What solutions does Volpi provide to accelerate the development of such novel platforms?

Because of the complexity of the measurement chain, supplying an optical module that can detect a single binding event is necessary but not always sufficient to provide the solution our customers are looking for. As experts in optics-based measuring systems for the IVD and Life Science industries, we enable our customers to use our optoelectronic measurement system efficiently and generate the high-quality data they need.

Volpi is very versed in performing design thinking or requirements engineering workshops and rapid proof of concept with IVD and Life Science customers who can “just” tell us about their application needs, the type of assay and the targeted performance. In return, they get a bespoke plug-and-play solution, including data analytics that they can seamlessly integrate into their workflow. To accelerate the development of the solution and reduce risks, we leverage our Technology Platforms whenever possible.

For a large IVD company, we designed a bespoke, laser-based, single-molecule counting solution. We used a model-based approach combined with experimental data to identify and dimension the critical system parameters. Our engineers designed and built the whole system, including an automated testing fixture. In our wet lab, our scientists prepared samples, ran measurements, analyzed data to ensure we had the right solution and provided feedback for optimization. Using advanced data analytics, our solution can more reliably separate the “good” signal from the background noise, enabling single-digit femtomolar sensitivity. Because we will manufacture modules in the future, we ensure the design is optimized for performance at cost.

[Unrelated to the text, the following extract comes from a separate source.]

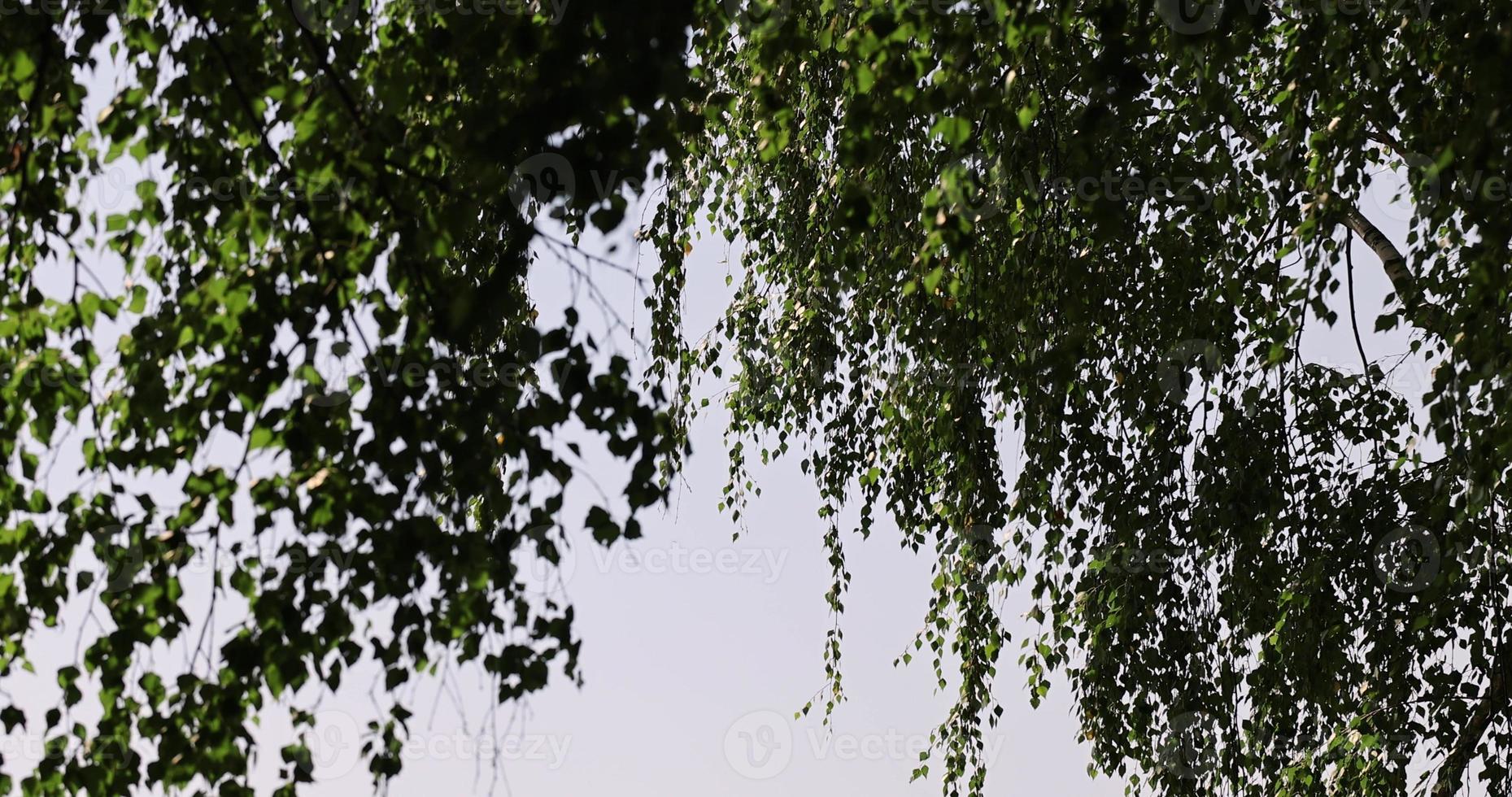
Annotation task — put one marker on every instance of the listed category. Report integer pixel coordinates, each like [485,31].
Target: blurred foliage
[320,182]
[1033,279]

We pre-developed compact and cost-effective automated digital microscopes and data analytics platforms to address unmet market needs for POC digital IA platforms based on nanoparticle imaging. In such digital IAs, strong scatterers like gold nanoparticles are used to detect binding events. The signal from these particles must be sufficiently uniform and different from the other particles or dirt that can scatter light for reliable and highly sensitive measurements. We select the adequate nanoparticle for our customers’ assay requirements and adapt our system parameters accordingly to provide optimal analytical performance. For that, we prepare samples in microfluidic cartridges and perform assay testing. We provide our plug-and-play, sample-to-data solution with a user-friendly interface to boost productivity on the customer side. With a turnaround time as short as 1 month, this is a true game-changer for our customers.